Fallujah, the First Victim of the Second Term

November 12, 2004 Off By leigh

The images shown via the BBC (among others) of rampant bulldozing of houses in Fallujah using armoured vehicles is eerily familiar of the illegal collective punishment of Palestinian civilians by the Israeli Defence force using Caterpillar bulldozers. As noted by Mark LeVine, the ideology of Israel and the U.S. has converged.

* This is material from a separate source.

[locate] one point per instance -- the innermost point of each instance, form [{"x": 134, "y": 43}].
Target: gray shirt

The images shown via the BBC (among others) of rampant bulldozing of houses in Fallujah using armoured vehicles is eerily familiar of the illegal collective punishment of Palestinian civilians by the Israeli Defence force using Caterpillar bulldozers. As noted by Mark LeVine, the ideology of Israel and the U.S. has converged. Mother Jones magazine has an excellent article on it’s blog by LeVine concerning Fallujah. An introduction by Tom Engelhardt lays out the truth of the matter:

When, for instance, our planes destroy or our troops capture a clinic or hospital, as we did in our first and second acts in Falluja, the reporting on this may be grim — patients and doctors rousted from hospital rooms, thrown on the floor and handcuffed — and yet because Americans have done this, there will be no mention of the Geneva Conventions which such an act almost certainly contravenes. (The Fourth Geneva Convention contains this clear passage: “Civilian hospitals organized to give care to the wounded and sick, the infirm and maternity cases, may in no circumstances be the object of attack but shall at all times be respected and protected by the Parties to the conflict.”)

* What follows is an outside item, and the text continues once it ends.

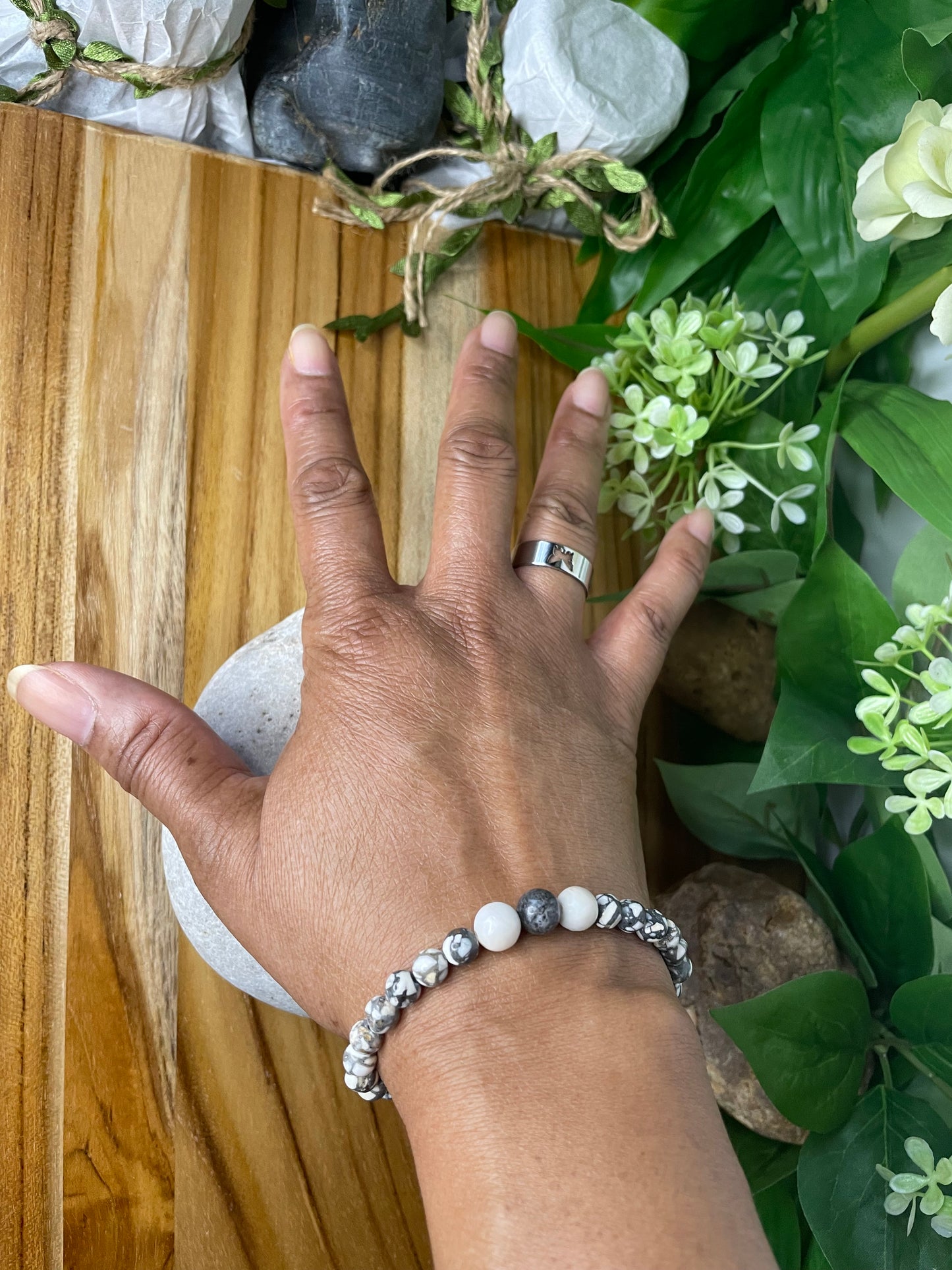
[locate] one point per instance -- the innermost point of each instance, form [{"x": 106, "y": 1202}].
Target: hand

The U.S. military and specifically the administration that order them are war criminals according to international standards ratified by the U.S. and the rest of the world community. Article VI of the U.S. constitution holds such international treaties to be supreme laws of the U.S. If the Nuremberg trials were running today, Rumsfeld, Cheney, Wolfowitz, Feith and Bush would be hung as war criminals.

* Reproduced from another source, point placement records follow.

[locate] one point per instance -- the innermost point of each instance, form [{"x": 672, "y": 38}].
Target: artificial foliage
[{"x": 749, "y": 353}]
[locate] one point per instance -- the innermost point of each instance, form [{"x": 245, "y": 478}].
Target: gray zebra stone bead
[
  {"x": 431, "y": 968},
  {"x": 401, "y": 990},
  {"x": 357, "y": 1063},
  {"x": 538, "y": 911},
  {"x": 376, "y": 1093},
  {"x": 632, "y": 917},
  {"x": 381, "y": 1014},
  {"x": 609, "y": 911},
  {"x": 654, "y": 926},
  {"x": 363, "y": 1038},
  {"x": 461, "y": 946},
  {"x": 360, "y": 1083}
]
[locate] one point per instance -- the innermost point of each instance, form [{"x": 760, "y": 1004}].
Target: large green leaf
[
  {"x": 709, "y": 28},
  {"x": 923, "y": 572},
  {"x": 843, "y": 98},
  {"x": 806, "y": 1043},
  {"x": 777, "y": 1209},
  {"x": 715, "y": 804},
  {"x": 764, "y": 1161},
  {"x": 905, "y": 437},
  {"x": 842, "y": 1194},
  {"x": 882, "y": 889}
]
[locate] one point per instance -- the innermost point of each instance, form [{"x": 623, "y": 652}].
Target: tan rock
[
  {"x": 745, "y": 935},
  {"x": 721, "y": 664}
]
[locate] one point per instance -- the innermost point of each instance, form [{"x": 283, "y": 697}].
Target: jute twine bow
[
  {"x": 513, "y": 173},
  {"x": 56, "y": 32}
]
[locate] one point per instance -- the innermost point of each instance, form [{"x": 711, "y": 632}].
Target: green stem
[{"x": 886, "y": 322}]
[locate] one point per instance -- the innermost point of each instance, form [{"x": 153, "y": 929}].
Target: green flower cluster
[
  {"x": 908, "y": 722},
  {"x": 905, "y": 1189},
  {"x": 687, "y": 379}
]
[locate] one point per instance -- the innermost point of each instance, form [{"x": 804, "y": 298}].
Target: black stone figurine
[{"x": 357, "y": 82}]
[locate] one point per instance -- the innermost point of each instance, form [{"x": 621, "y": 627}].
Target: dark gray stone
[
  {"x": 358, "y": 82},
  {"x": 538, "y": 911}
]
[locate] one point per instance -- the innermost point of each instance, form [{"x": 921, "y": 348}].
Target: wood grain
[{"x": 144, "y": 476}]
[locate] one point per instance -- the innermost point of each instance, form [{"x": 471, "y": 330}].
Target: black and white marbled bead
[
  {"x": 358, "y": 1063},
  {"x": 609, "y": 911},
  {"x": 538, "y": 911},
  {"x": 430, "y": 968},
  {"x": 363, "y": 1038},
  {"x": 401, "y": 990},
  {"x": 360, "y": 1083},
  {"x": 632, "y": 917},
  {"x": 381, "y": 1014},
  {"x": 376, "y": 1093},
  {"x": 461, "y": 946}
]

Instead the medicated robots in the mid-west promote them. As Michael Feingold writes, the Bush reelection marks the end of American Christianity, as it degenerates into a tacky political movement, stripping itself of the universalism that characterises spiritual enquiry and philosophy. American Christianity has instead become an ideological wasteland denuded until only religious fringe issues related to choice of relationship and parenting options remains. The empty shell of American Christianity then becomes a receptacle for squalid authoritarian dogma, chanting a mantra of dictation, control and hypocrisy – rather than the compassion, samaritanism and identification with the oppressed that is espoused in traditional Christian philosophical writings.